## 1. Steiner ellipses

One of the simplest methods to define the two Steiner ellipses of a triangle is to use a homography F, that maps the vertices of an equilateral triangle t = (ABC) onto the vertices of an arbitrary triangle t' = (A'B'C') and the center D of t onto the centroid D' of t'. These conditions uniquely determine F (up to permutation of vertices). Let a, b be the circumcircle and incircle, correspondingly of t. Their images a' = F(a) and b' = F(b) are correspondingly the exterior and interior Steiner ellipses of t'.        From the general properties of homographies result the main properties of Steiner's ellipses of the triangle t':
1) From the invariance of cross-ratio and the properties of D, D' follows that the medians of t are mapped to the medians of t'.
2) This implies that the line at infinity is mapped to the line at infinity, hence the homography is an affinity.
3) Affinities, respect parallelity, length-ratios, area-ratios and map circles to ellipses.
4) This implies that the inner circle is mapped to the inner ellipse, that touches the sides of t' at their middles.
5) From (3) follows also that the tangent to the outer ellipse at the vertex is parallel to the opposite side of the triangle.
6) The centers of the two ellipses coincide with D' and the ellipses are homothetic with ratio 2 w.r. to that point.
7) The inner ellipse is the one inscribed with the maximum area, and the outer is the one circumscribed with the minimum area.
8) Since the affinity preserves area-ratios, it follows that
area(inner Steiner) = (pi/(3*sqrt(3)))*area(A'B'C') and
area(outer Steiner) = (4*pi/(3*sqrt(3)))area(A'B'C').

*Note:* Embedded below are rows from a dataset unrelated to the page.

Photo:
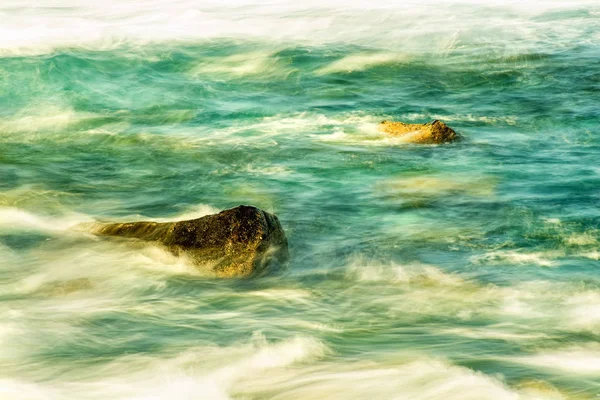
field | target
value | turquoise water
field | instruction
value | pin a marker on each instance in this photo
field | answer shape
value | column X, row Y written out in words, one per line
column 460, row 271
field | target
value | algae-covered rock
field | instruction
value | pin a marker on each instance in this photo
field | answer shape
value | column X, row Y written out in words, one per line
column 240, row 242
column 434, row 132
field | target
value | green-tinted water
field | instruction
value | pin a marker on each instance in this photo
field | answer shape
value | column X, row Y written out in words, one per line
column 460, row 271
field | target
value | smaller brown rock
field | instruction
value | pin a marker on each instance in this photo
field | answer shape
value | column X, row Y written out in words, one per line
column 434, row 132
column 240, row 242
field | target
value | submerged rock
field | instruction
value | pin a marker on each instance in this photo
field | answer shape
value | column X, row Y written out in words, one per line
column 240, row 242
column 434, row 132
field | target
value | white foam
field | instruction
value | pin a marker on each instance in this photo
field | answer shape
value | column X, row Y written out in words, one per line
column 418, row 379
column 15, row 219
column 361, row 62
column 583, row 360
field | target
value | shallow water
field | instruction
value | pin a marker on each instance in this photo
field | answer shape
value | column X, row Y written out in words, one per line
column 461, row 271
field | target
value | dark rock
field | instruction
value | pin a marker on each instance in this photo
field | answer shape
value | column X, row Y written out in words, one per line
column 434, row 132
column 240, row 242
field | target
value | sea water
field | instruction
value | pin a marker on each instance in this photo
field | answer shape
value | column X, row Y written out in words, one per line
column 467, row 270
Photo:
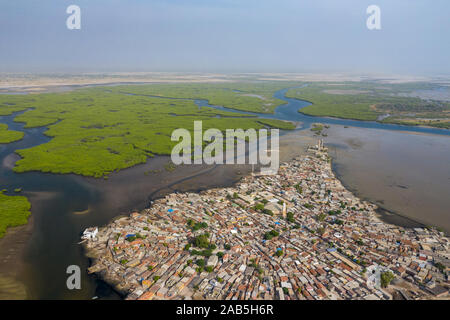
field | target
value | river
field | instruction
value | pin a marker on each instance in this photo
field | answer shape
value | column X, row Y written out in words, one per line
column 403, row 169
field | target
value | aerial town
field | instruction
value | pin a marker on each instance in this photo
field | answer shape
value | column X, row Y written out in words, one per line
column 297, row 235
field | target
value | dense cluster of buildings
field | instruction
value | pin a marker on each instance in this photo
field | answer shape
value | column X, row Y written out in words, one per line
column 295, row 235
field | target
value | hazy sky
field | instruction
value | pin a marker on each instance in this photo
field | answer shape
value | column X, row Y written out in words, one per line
column 226, row 36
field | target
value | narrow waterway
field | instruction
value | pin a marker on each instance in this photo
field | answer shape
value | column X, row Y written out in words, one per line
column 404, row 169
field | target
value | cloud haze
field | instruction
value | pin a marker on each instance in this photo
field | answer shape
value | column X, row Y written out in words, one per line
column 226, row 36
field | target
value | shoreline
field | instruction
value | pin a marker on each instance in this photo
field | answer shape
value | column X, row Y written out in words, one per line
column 103, row 255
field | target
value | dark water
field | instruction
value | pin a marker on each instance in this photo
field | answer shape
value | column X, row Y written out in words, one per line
column 64, row 205
column 51, row 240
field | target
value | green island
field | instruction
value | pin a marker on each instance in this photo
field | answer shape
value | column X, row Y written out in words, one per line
column 14, row 211
column 8, row 136
column 99, row 130
column 372, row 101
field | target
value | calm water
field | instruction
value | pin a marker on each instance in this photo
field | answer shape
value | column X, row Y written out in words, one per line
column 404, row 172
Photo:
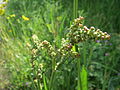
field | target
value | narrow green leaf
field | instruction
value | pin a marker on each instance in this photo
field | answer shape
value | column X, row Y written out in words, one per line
column 45, row 84
column 84, row 79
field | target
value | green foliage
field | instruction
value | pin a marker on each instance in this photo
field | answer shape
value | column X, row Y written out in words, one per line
column 99, row 61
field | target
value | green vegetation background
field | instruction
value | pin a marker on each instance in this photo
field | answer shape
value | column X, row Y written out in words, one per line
column 49, row 19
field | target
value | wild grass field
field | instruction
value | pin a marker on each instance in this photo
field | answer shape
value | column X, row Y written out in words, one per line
column 59, row 44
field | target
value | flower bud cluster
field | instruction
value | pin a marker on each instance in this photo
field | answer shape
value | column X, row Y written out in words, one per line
column 2, row 6
column 38, row 46
column 78, row 32
column 66, row 49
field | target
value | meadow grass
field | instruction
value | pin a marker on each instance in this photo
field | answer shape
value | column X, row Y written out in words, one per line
column 98, row 66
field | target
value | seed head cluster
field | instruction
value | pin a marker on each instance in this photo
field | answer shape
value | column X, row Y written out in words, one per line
column 79, row 33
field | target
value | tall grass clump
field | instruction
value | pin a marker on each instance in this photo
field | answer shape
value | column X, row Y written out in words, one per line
column 46, row 45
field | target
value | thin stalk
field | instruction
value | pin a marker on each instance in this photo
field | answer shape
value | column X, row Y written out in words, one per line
column 75, row 8
column 53, row 73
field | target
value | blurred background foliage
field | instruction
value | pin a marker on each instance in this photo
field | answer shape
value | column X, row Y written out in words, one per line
column 49, row 20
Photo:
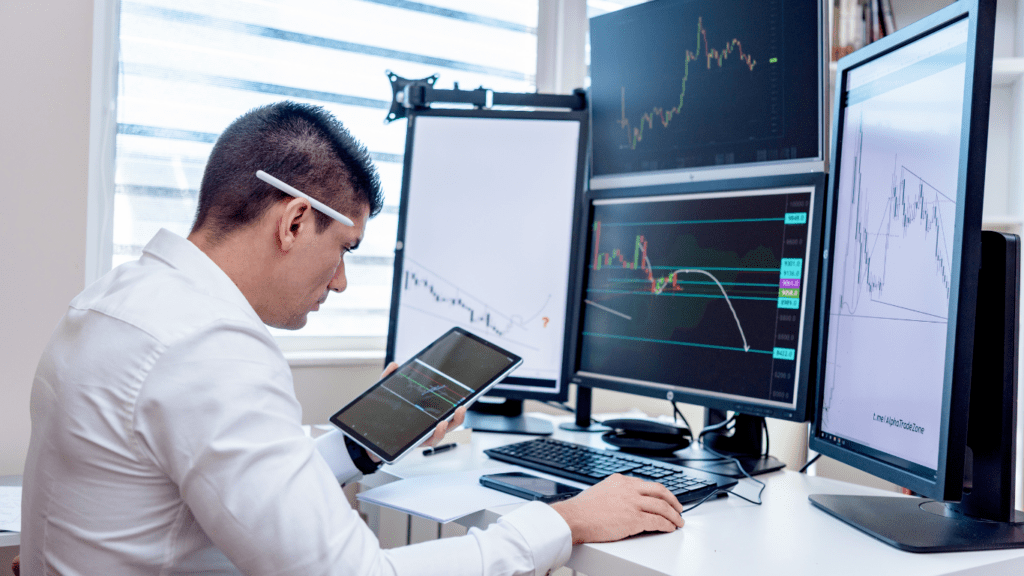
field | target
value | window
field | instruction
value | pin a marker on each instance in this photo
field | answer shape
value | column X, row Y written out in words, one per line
column 187, row 68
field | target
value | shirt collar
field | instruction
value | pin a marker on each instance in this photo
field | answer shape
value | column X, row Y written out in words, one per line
column 181, row 254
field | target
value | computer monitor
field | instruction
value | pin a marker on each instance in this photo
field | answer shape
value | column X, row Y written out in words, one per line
column 679, row 85
column 908, row 304
column 489, row 203
column 704, row 293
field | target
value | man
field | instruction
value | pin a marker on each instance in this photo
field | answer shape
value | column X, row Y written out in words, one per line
column 166, row 436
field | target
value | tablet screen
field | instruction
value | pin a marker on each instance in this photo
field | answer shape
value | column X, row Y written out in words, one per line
column 396, row 413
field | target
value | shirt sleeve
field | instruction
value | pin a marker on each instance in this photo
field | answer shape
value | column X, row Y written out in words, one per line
column 219, row 416
column 334, row 451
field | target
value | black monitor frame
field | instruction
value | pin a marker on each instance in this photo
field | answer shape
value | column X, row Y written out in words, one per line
column 948, row 483
column 799, row 412
column 507, row 416
column 971, row 489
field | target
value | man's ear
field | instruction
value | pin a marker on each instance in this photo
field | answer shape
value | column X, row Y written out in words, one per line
column 297, row 218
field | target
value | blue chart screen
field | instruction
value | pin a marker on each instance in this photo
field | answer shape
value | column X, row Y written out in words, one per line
column 684, row 83
column 893, row 253
column 702, row 292
column 399, row 409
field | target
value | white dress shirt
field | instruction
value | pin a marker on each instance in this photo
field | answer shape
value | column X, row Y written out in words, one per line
column 166, row 439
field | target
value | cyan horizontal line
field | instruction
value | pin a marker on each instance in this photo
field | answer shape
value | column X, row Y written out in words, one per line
column 677, row 222
column 674, row 342
column 681, row 294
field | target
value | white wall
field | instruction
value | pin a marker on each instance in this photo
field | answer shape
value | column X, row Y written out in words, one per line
column 45, row 51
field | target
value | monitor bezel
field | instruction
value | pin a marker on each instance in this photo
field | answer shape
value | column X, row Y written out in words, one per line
column 583, row 118
column 800, row 410
column 948, row 481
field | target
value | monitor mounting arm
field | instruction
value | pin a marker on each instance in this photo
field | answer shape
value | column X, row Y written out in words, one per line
column 419, row 94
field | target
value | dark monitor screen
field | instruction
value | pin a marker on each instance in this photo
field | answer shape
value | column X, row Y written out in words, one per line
column 489, row 202
column 702, row 293
column 684, row 84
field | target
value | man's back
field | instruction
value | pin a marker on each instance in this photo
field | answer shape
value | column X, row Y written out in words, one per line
column 99, row 496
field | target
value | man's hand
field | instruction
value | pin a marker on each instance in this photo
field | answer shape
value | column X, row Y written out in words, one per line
column 620, row 506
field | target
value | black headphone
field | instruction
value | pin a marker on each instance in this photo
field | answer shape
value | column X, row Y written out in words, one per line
column 638, row 435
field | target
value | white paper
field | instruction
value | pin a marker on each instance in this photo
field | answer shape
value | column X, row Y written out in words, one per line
column 440, row 497
column 10, row 508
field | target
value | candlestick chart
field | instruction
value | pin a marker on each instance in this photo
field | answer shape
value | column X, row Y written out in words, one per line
column 429, row 293
column 683, row 84
column 702, row 290
column 894, row 250
column 708, row 55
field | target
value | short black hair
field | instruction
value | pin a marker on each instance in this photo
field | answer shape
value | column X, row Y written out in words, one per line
column 302, row 145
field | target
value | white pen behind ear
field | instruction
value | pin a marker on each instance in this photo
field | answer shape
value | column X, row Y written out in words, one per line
column 292, row 191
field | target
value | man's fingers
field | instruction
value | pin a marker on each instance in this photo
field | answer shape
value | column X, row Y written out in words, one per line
column 660, row 508
column 459, row 418
column 388, row 369
column 659, row 524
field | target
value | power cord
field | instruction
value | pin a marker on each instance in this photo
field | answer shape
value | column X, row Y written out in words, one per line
column 809, row 462
column 719, row 457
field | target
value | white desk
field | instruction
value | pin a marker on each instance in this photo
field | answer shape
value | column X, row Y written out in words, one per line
column 9, row 538
column 785, row 536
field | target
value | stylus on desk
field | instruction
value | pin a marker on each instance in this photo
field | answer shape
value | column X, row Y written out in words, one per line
column 438, row 449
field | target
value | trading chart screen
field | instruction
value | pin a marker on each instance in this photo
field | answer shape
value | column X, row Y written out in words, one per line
column 706, row 293
column 895, row 232
column 399, row 410
column 687, row 84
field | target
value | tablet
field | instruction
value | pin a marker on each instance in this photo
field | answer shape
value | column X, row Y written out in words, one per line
column 400, row 411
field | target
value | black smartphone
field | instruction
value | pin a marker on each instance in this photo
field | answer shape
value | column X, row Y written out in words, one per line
column 529, row 487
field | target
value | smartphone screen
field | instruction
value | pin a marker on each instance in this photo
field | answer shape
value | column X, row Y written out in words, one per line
column 529, row 487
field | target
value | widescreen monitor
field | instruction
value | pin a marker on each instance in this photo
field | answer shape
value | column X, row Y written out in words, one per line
column 489, row 202
column 899, row 393
column 702, row 293
column 684, row 85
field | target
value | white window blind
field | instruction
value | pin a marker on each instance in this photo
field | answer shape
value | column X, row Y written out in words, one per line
column 188, row 68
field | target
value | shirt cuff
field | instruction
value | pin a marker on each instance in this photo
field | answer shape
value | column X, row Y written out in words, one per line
column 332, row 447
column 546, row 533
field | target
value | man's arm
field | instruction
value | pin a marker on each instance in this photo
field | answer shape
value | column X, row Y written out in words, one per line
column 620, row 506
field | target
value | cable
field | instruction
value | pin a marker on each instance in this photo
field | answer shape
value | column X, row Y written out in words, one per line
column 560, row 406
column 715, row 427
column 809, row 462
column 764, row 425
column 705, row 499
column 678, row 412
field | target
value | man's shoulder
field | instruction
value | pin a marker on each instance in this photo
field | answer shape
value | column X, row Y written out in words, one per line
column 164, row 302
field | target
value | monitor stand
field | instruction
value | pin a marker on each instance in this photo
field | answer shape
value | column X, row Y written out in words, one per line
column 494, row 415
column 985, row 519
column 743, row 444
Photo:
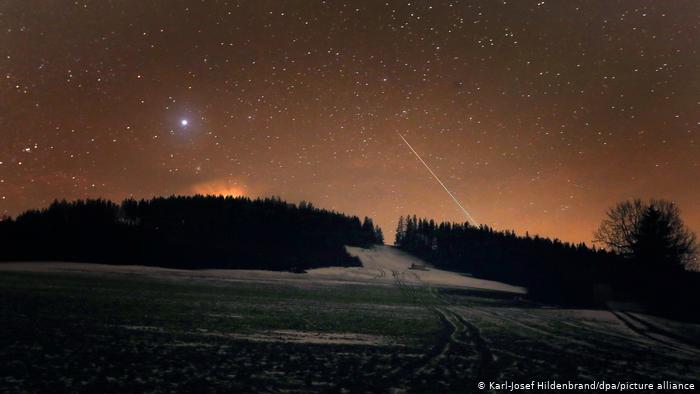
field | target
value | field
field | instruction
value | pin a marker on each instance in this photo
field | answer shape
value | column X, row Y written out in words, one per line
column 379, row 328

## 2. Other means of construction

Another way to construct these ellipses results from properties of equilateral transferred by the homography F to the general configuration.  In fact, the ellipses of Steiner and the sides/vertices of the triangle intercept on the medians of the triangle equal segments. Thus, BH = HG = GE = EJ, CK = KG = GF = FI etc.
Thus, the conics can be constructed from five easy to find points through which pass (using the tool constructing a conic which passes through five points in general position).

## 3. The Steiner point

The Steiner point of a triangle is the fourth intersection point of the circumcircle with the outer Steiner ellipse. An easy construction of this point is given in SteinerPoint.html . In the Kimberling's catalog of triangle centers (http://faculty.evansville.edu/ck6/encyclopedia/ETC.html) it has the notation X(99).